Deux raisons de fond expliquent pourquoi le « reste » résiste. La première tient à la nature du travail de maintenance : on passe bien plus de temps à lire et comprendre du code qu'à en écrire. Une génération instantanée ne change rien à ce ratio ; elle ajoute même du code à lire. C'est le cœur de la dette de compréhension : produire vite ne dispense jamais de comprendre, et comprendre ne s'accélère pas. La seconde raison est économique et bien établie : un défaut coûte d'autant plus cher qu'on le rattrape tard. Le rapport de la NASA « Error Cost Escalation Through the Project Life Cycle » (Stecklein, Dabney, Dick, Haskins, Lovell, Moroney, INCOSE 2004) chiffre l'escalade — corriger une erreur d'exigences vaut « 1 unité » à sa naissance, « de 29 à plus de 1500 unités » en exploitation — et rappelle le résultat fondateur de Boehm : « trouver et corriger un problème logiciel après livraison peut coûter jusqu'à 100 fois plus cher » qu'au stade des exigences. Une estimation qui saute la revue, l'intégration et les tests ne supprime pas ce coût ; elle le repousse là où il est maximal. C'est le même argument qui fonde spécifier avant de générer : ce qu'on n'éprouve pas en amont se paie, majoré, en aval.
Reste un facteur humain qui pèse directement sur l'estimation : la sur-confiance envers la sortie automatique. Le profil « IA générative » du NIST (AI 600-1) la nomme précisément — « les humains peuvent trop se fier aux systèmes d'IA générative […] Ce phénomène est un exemple de biais d'automatisation, ou de déférence excessive envers les systèmes automatisés ». Appliqué au chiffrage, ce biais pousse à croire la démo sur parole et à rogner l'estimation de tout ce qu'on n'a pas vu échouer. D'où la valeur d'un réflexe simple : ce qui n'a pas été révisé, intégré et testé n'est pas fait — et doit donc figurer dans le chiffre, pas en être retranché parce qu'un rendu « avait l'air juste ». Éprouver la sortie fait partie du travail, comme le rappellent les tests à l'ère de l'IA.

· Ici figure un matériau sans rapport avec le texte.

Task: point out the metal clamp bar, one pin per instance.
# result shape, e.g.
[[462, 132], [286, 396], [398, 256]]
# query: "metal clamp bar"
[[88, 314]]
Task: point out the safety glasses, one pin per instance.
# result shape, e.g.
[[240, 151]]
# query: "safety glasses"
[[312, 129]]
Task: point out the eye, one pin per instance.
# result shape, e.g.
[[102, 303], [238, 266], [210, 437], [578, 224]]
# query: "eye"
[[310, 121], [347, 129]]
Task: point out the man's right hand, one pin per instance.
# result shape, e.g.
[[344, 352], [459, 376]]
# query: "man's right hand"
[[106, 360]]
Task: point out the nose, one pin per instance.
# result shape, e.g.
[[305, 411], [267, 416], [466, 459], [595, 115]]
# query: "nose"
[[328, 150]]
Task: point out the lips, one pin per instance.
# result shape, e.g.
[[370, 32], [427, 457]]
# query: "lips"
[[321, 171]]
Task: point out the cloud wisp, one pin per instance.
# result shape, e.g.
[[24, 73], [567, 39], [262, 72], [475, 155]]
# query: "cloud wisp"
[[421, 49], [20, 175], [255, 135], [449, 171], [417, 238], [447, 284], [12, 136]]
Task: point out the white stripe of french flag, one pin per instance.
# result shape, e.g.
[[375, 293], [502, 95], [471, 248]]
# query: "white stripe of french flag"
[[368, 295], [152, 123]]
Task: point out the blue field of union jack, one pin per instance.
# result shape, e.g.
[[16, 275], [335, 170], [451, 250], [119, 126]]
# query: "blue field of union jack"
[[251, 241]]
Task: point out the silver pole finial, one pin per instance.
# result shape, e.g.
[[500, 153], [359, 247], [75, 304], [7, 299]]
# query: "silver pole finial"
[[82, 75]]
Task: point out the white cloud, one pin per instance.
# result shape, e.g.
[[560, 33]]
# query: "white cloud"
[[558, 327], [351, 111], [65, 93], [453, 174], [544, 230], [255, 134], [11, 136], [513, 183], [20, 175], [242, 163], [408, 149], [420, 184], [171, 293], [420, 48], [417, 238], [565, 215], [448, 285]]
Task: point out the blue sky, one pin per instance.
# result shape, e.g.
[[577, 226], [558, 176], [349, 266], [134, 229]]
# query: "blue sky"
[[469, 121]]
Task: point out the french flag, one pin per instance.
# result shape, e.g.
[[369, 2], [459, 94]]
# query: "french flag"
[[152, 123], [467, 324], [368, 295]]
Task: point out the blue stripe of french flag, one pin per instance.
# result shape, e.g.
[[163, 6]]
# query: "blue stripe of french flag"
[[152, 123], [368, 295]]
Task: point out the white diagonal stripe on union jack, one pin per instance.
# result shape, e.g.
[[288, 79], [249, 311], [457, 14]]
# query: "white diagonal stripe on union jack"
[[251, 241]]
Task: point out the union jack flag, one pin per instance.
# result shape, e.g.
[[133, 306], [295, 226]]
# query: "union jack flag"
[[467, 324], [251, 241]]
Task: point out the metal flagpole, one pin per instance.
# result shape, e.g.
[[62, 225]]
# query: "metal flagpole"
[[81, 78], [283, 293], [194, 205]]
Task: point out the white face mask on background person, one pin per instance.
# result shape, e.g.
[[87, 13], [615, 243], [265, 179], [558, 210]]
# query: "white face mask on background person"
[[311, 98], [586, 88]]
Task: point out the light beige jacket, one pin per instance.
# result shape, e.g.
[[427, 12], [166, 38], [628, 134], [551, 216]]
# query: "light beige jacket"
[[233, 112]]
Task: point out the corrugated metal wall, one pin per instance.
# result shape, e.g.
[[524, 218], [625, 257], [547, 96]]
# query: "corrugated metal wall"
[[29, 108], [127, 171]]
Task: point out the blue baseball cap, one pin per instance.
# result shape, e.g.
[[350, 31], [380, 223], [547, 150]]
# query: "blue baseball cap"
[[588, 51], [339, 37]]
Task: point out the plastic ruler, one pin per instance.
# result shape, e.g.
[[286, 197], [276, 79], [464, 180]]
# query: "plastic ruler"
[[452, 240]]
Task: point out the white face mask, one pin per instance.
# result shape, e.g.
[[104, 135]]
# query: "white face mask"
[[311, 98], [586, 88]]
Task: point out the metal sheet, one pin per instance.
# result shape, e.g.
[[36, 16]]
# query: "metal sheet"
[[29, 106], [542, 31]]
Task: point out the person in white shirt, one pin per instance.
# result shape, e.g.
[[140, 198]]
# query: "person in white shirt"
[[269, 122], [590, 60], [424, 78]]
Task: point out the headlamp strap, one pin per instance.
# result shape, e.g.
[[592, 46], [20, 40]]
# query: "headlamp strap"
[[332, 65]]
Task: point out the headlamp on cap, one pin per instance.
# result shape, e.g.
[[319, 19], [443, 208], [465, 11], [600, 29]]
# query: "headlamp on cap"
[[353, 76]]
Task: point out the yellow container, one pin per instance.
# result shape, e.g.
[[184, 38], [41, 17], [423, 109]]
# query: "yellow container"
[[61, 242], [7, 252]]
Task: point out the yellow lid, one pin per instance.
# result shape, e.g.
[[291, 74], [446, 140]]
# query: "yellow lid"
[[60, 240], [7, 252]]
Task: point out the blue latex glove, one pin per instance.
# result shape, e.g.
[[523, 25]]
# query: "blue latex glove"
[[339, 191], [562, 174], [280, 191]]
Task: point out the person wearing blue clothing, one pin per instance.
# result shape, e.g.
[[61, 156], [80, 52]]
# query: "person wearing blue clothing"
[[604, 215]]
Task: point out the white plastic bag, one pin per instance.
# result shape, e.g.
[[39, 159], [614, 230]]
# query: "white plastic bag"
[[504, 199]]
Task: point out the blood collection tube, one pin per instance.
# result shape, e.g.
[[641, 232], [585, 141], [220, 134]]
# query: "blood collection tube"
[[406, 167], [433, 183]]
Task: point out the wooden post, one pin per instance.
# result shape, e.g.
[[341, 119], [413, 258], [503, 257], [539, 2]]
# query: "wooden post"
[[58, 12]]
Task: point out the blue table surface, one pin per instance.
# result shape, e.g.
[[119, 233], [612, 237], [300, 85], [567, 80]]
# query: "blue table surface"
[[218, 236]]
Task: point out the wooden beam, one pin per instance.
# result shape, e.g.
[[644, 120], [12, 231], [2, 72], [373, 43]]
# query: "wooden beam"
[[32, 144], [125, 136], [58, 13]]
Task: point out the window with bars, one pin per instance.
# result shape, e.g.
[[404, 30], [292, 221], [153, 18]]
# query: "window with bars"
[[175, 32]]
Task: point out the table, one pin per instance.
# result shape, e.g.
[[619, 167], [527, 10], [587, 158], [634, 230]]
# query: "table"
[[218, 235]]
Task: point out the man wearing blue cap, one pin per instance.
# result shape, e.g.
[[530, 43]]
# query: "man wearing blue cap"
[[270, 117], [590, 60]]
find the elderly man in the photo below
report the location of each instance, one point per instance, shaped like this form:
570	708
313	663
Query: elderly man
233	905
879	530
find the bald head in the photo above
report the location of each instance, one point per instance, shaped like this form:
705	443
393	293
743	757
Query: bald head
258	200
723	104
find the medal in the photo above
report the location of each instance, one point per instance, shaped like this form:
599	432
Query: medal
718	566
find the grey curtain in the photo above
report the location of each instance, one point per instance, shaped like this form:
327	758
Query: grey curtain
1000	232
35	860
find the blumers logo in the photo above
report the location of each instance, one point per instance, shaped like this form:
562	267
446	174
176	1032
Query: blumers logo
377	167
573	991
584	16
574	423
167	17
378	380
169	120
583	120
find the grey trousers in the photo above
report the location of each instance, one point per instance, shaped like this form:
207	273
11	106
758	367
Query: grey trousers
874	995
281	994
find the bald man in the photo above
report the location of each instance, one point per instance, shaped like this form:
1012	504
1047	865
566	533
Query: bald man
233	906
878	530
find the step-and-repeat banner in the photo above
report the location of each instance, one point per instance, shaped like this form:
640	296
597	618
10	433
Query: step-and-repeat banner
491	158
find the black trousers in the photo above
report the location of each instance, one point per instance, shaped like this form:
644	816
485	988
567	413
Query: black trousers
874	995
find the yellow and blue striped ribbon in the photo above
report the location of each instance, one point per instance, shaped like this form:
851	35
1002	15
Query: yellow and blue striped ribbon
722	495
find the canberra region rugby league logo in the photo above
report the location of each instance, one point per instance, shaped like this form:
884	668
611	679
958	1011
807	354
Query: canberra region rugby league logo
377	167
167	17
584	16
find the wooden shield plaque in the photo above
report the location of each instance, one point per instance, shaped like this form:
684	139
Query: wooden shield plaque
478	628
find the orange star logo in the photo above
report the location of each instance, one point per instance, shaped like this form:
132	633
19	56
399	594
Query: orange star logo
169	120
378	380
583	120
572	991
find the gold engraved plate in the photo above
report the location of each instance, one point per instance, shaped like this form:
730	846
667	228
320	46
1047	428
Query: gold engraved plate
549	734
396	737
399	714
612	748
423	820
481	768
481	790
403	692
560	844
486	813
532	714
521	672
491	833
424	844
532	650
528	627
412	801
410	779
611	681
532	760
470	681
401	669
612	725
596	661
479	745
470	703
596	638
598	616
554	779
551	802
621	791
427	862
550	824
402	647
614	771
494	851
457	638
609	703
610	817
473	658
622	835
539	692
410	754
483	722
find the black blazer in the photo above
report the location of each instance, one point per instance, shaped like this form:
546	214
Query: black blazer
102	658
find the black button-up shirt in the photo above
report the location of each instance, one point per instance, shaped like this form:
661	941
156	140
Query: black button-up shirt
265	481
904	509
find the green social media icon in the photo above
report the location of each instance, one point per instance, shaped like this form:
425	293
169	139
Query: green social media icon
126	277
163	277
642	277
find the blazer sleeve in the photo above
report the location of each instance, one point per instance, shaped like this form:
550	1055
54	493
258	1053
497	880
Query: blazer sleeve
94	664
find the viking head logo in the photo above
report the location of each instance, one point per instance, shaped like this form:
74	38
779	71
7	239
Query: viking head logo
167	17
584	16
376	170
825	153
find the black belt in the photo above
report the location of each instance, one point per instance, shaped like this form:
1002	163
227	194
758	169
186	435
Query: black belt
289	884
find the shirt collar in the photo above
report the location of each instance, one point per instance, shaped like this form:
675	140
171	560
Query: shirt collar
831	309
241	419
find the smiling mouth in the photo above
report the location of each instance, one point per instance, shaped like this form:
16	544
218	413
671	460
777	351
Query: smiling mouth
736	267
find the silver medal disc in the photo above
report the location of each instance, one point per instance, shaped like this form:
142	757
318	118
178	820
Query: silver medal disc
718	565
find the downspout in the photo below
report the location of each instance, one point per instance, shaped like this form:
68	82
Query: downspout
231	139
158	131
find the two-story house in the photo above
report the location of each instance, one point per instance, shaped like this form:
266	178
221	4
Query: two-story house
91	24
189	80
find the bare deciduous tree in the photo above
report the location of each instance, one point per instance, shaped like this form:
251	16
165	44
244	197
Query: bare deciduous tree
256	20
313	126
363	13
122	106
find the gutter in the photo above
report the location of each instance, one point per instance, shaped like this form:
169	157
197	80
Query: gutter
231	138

L'erreur la plus commune consiste à prendre le temps d'apparition du premier jet pour le temps de la tâche. « L'IA me l'a sorti en cinq minutes, donc c'est cinq minutes » — et l'estimation s'effondre à un dixième du réel. Ce qui a pris cinq minutes, c'est la production d'un brouillon plausible sur le cas heureux ; ce qui reste, c'est tout ce que la démo n'a pas montré. Le symptôme est reconnaissable : une estimation qui a fondu d'un coup, portée par un sentiment de rapidité plutôt que par une décomposition du travail. La parade n'est pas de gonfler le chiffre au hasard, mais de déplacer ce qu'on compte : partir du reste à faire — comprendre, réviser, intégrer, éprouver, durcir — et non de la vitesse à laquelle le code est apparu.
- Estimez le reste, pas la frappe. Comptez la compréhension de l'existant, la revue, l'intégration, les cas limites, les tests et le durcissement : c'est là qu'est désormais l'essentiel de la charge.
- Ne divisez pas toute la tâche par le facteur de la production. Seul le premier jet se comprime ; appliquer sa réduction au total est l'erreur de base.
- Traitez la démo comme un signal, pas comme un résultat. Un rendu qui « marche » prouve un cas heureux, pas une tâche finie ; ne chiffrez jamais sur cette impression.
- Séparez explicitement « accéléré » et « inchangé ». Distinguez, dans votre estimation, la part que l'IA raccourcit de celle qu'elle ne touche pas — vous verrez laquelle domine.
- Pesez les inconnues à leur juste place. Le code existant que vous ne connaissez pas encore, l'intégration incertaine, les cas limites non explorés : ce sont eux qui font déraper les délais, pas l'écriture.
Estimer, c'est dimensionner la vérification
Ce premier volet de la deuxième saison retrouve le fil rouge de la série et le rend tangible : le métier glisse de produire vers spécifier et vérifier. L'estimation n'y échappe pas — elle change d'objet en même temps que le travail. Tant que produire dominait, chiffrer une tâche revenait à chiffrer l'écriture. Maintenant que l'écriture ne coûte presque plus rien, chiffrer une tâche revient à chiffrer sa vérification et son intégration. Le nombre que vous annoncez mesure de moins en moins le temps de faire apparaître du code, et de plus en plus le temps de le rendre juste, sûr et intégrable dans un système réel.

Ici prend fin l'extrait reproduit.